Starry-eyed tech investors have been dreaming of Facebook's IPO party for years. My Foolish colleague Anders Bylund and I, especially, dream of piles and mountains of cash. The kind that you swim in. The kind you get when Microsoft (NASDAQ:MSFT) says you're worth $15 billion.

Mr. Softy had me convinced. But then Facebook executives began selling stock. (A selling plan for all employees is in the works and ready to go active on Nov. 1, according to The Wall Street Journal.) Key staffers left. More key staffers left. And then, last week, co-founder Dustin Moskovitz -- the guy CEO Mark Zuckerberg teamed with while still at Harvard -- decided to ditch Facebook to create a new Internet service, the Journal reports.

Holy Schnikies, Tommy Boy! Is this the end of Facebook? Hardly. Moskovitz's departure was probably motivated by one of three issues:

  1. Facebook is feeling growing pains. Hiring is a priority when you're growing as quickly as Facebook is; 100 million users can't just serve themselves. The downside? New blood can annoy the old blood, especially when the new blood isn't that new, but rather veterans of Yahoo! (NASDAQ:YHOO), eBay (NASDAQ:EBAY), and other stars of earlier Web wars.
  2. Facebook's culture is changing. Somewhat like the new-blood/old-blood scenario, Silicon Valley has a history of established companies that give birth to start-ups. Oracle (NASDAQ:ORCL) executive Marc Benioff created salesforce.com (NYSE:CRM), for example. Moskovitz, like Benioff before him, may believe he has a better idea, and that Facebook's time has past.
  3. Facebook won't go public for at least another 24 months. This is the most likely scenario, in my view. Job hunting is like treasure hunting in Silicon Valley. You're looking for the Next Hot IPO -- a place where options are like gold, tickets to the rarefied realm of real estate in the San Francisco Bay area.
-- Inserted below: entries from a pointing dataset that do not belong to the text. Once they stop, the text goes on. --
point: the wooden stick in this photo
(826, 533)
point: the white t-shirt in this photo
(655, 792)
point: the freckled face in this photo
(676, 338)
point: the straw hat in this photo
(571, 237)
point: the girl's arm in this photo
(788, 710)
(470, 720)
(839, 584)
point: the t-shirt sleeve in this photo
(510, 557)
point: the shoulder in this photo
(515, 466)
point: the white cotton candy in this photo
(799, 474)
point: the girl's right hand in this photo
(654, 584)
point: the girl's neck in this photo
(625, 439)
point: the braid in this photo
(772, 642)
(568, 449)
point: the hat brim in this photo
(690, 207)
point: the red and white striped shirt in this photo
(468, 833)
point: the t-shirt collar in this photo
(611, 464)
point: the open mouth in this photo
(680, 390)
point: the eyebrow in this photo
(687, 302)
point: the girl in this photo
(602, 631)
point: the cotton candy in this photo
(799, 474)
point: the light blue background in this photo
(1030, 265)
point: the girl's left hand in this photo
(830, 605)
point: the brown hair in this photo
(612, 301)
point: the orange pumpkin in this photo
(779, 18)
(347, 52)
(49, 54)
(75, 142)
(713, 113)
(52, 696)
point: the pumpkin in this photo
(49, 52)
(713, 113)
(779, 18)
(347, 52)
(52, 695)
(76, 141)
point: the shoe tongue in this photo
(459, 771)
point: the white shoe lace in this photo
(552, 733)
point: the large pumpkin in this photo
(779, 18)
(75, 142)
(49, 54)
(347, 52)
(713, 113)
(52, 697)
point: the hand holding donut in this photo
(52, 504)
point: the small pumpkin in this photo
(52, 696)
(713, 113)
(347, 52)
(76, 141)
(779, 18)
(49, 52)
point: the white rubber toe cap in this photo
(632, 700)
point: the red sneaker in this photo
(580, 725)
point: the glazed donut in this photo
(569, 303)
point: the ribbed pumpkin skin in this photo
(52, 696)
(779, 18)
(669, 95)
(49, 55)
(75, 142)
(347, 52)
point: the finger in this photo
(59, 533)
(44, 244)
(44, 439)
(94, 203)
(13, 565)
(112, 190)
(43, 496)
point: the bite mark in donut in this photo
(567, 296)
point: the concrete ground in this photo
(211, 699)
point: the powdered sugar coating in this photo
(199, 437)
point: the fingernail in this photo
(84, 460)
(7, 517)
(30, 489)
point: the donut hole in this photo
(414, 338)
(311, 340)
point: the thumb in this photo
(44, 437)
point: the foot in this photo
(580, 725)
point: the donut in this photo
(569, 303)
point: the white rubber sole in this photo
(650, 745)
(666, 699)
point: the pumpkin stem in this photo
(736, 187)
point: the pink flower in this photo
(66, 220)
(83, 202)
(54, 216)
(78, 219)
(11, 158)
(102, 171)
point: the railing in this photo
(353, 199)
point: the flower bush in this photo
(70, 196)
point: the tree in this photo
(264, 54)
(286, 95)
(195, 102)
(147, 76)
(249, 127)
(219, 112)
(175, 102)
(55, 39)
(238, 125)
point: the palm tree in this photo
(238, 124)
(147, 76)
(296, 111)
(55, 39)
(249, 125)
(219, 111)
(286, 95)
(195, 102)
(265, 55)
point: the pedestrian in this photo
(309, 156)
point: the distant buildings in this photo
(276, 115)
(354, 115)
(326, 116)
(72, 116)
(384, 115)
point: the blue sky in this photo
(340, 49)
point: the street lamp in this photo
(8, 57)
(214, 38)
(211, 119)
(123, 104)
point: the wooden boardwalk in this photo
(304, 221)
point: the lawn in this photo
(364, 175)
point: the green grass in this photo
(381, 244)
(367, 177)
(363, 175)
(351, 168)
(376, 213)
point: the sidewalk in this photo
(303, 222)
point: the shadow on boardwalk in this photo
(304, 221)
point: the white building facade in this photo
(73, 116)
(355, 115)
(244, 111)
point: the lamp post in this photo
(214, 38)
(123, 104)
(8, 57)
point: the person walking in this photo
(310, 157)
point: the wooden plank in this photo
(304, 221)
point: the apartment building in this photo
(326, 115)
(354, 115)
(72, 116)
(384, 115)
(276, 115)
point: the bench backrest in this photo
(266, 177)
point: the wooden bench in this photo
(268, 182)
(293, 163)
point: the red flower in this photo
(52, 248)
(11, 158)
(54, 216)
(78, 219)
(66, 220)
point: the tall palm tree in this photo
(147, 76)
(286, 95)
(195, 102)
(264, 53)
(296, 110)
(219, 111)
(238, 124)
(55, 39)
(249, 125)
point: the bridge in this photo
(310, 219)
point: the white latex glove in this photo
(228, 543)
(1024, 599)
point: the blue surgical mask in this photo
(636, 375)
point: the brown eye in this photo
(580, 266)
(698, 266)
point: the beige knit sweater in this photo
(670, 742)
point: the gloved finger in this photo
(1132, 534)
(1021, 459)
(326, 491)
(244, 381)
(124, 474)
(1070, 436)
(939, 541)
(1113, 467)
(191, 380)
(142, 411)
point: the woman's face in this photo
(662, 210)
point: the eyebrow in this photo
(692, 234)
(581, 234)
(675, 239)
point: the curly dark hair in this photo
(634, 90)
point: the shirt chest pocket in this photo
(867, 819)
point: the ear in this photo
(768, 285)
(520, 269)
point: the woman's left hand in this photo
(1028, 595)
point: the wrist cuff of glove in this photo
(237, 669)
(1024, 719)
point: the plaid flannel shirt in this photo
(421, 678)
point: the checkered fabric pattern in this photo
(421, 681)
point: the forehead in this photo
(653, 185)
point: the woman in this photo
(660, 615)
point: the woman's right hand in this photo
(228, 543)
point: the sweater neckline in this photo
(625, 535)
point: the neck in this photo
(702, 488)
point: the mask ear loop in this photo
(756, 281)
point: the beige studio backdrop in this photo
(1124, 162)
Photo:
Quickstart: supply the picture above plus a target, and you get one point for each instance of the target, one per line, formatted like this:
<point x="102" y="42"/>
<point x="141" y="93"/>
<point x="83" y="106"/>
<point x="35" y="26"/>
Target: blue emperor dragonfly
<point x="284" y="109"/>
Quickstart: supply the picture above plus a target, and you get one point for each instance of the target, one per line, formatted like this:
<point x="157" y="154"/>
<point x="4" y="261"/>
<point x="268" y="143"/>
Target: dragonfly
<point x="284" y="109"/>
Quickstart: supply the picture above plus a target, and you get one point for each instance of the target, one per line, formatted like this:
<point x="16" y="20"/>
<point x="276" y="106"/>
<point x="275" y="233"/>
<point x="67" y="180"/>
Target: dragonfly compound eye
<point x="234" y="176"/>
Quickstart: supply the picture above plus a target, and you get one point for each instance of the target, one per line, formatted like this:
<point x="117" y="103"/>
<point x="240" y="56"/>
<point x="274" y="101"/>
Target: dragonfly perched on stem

Put differently: If a payday really were looming, Moskovitz would be crazy to leave. Yet he did.

We don't know why. All we know is that Moskovitz is a co-founder, and that he attended Harvard with Zuckerberg, so he's probably a smart guy. And smart guys weigh risks before taking them. In Moskovitz's case, it's likely that he did the math and concluded that he had more to lose by staying at Facebook. Not good.

But not necessarily awful, either. A credit crunch has cut off capital, which just adds sand to an already-dry IPO well. Zuckerberg has no choice but to wait for the markets to get unstuck before filing for a stock offering. Now, if only he could figure out how to get his top talent to wait with him.